Imagine Dionysos met Wood Allen one day and granted him the wish of being immortal and indestructible. Would that make Woody Allen less lonely? I doubt that. But a really crazy loneliness would ensue when the Dark Age of the universe arrived.
I’ve always wondered whether God feels lonely but they say it’s not my business to ask questions like that.
On the one hand, I’m in a relationship, and my partner is quite clingy. And we work at the same place. So I spend just too, too much time with my partner, and really value any time I can get to myself.
On the other, I don’t really have any friends right now. And I’m missing that social contact.

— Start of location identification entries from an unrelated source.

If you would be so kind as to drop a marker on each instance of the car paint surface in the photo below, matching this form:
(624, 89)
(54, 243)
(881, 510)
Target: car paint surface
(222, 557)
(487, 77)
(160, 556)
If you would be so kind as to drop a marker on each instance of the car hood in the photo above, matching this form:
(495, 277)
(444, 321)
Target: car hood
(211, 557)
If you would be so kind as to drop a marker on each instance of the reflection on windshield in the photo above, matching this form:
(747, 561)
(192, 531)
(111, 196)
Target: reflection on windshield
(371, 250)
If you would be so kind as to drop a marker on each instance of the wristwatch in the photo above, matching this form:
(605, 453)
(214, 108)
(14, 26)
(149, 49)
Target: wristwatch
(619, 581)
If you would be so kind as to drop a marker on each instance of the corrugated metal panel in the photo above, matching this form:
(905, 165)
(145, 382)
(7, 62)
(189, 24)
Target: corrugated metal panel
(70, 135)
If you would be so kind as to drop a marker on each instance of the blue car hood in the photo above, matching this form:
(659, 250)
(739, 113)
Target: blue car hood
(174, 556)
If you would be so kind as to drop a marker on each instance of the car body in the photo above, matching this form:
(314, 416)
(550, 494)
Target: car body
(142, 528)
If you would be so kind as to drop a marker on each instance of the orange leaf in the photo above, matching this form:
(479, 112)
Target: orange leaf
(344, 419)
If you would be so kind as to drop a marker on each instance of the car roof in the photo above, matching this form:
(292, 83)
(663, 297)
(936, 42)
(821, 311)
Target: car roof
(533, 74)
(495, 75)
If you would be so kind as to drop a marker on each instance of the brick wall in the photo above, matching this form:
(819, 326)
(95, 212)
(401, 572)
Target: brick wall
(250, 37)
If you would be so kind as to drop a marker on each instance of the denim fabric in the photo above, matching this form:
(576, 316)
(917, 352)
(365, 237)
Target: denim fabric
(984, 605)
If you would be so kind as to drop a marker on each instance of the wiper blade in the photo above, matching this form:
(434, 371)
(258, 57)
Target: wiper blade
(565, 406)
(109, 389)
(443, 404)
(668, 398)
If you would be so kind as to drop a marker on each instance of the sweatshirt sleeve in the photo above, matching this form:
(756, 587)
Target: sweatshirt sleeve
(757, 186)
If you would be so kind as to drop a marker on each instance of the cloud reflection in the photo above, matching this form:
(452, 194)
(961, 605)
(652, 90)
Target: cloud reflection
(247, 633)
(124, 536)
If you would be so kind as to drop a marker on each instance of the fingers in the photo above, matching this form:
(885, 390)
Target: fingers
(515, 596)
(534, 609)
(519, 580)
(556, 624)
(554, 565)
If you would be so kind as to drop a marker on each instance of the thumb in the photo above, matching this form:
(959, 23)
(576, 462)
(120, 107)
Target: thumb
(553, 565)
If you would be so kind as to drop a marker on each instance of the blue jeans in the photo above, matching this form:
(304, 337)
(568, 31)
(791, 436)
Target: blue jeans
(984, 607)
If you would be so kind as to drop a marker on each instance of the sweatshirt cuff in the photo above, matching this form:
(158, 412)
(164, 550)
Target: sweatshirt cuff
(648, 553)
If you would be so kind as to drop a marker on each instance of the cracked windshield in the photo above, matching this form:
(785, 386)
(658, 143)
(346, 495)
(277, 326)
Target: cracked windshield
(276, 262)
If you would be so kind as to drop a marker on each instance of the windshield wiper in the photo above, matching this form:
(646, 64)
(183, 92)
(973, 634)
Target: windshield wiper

I wouldn’t say I’m lonely but I do spend a lot of time alone. I have found that being older and after my divorce that finding a good friend is difficult. I have a lot of acquaintances but no one currently I consider a friend. I do go out and belong to several groups but I find it difficult to move to the next level. I’m not interested in a romantic relationship but would like someone I can just hang out with, talk to, and get together with to see a movie or whatever. Everything else in my life is great, that is the one thing I am currently missing and I haven’t figured out yet how to fix it.
My Daddy belonged to a dining group in his 70s. They would come up with and vote on it and try a new restuarant every month. They often got discounts for reserving for a large group. Things like free appetizers and desserts were a common occurrence. He met a few friends that way. And tried alot of new foods. He had a great time.

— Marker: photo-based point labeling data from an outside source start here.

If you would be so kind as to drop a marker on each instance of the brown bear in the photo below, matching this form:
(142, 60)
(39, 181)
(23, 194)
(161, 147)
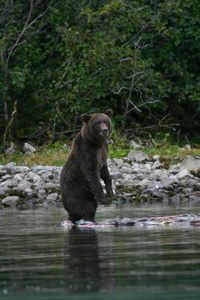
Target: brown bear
(86, 164)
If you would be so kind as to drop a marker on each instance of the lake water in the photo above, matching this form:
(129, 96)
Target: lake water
(41, 261)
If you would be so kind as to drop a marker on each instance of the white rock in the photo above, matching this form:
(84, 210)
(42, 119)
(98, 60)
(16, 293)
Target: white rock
(11, 200)
(138, 156)
(182, 174)
(28, 148)
(191, 163)
(52, 197)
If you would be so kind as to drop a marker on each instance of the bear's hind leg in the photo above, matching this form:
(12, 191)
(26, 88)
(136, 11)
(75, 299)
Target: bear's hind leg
(74, 217)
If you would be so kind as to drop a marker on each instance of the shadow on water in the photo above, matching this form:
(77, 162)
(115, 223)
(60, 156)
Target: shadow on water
(41, 261)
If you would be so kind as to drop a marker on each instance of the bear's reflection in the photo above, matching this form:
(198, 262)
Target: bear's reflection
(81, 260)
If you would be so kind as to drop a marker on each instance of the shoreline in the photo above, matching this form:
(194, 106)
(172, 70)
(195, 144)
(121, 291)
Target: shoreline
(136, 177)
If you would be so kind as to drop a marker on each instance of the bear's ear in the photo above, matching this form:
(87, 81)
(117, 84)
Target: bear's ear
(109, 113)
(85, 118)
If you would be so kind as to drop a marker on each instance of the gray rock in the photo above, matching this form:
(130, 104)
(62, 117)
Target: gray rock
(167, 181)
(135, 145)
(18, 177)
(10, 150)
(182, 174)
(52, 197)
(10, 200)
(28, 148)
(191, 163)
(138, 156)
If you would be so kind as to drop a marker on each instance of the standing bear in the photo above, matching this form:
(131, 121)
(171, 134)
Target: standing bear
(86, 164)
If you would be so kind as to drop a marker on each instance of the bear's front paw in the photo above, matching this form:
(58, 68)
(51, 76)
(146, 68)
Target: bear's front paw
(110, 192)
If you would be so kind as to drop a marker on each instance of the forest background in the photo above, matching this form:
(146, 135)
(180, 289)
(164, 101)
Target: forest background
(59, 59)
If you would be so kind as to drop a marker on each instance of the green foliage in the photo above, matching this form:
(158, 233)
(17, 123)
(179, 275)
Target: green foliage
(60, 59)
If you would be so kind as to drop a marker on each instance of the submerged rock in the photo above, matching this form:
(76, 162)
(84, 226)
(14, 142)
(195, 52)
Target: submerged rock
(186, 220)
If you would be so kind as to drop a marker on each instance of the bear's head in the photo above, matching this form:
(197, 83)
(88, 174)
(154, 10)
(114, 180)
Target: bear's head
(97, 127)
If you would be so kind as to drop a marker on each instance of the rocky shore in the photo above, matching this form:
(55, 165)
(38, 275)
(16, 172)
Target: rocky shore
(135, 178)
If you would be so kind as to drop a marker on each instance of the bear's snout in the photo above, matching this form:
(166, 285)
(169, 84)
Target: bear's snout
(105, 131)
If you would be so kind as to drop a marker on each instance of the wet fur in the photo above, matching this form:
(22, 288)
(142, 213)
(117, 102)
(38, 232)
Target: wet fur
(80, 178)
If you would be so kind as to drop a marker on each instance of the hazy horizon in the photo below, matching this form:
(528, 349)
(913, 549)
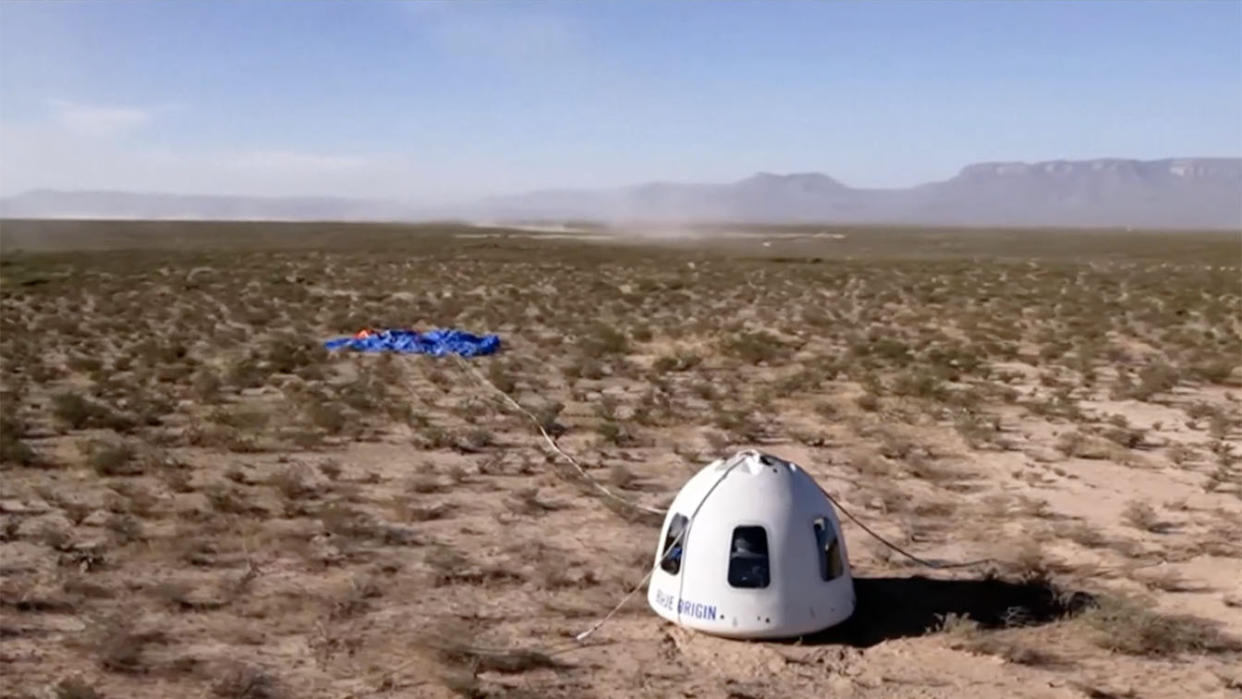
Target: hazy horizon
(435, 103)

I voted Yes. I am married and we enjoy each other a lot, but neither of us is social. I have a very few social outlets derived from volunteer work, and although I am uncomfortable in them I go (by myself) because I feel like I should. My husband is Japanese and is uncomfortable meeting new non-Japanese people; he socializes with a very few Japanese friends (fewer all the time). We spend a lot of time at home.
I’m not good at meeting new people or making new friends. It takes me a long time to warm up to people, and it usually takes them a long time to “get” me. So if something were to happen to my husband, I am afraid of what my life would be like after that. So yes, potentially I could end up very lonely, and for now, just plain lonely covers it.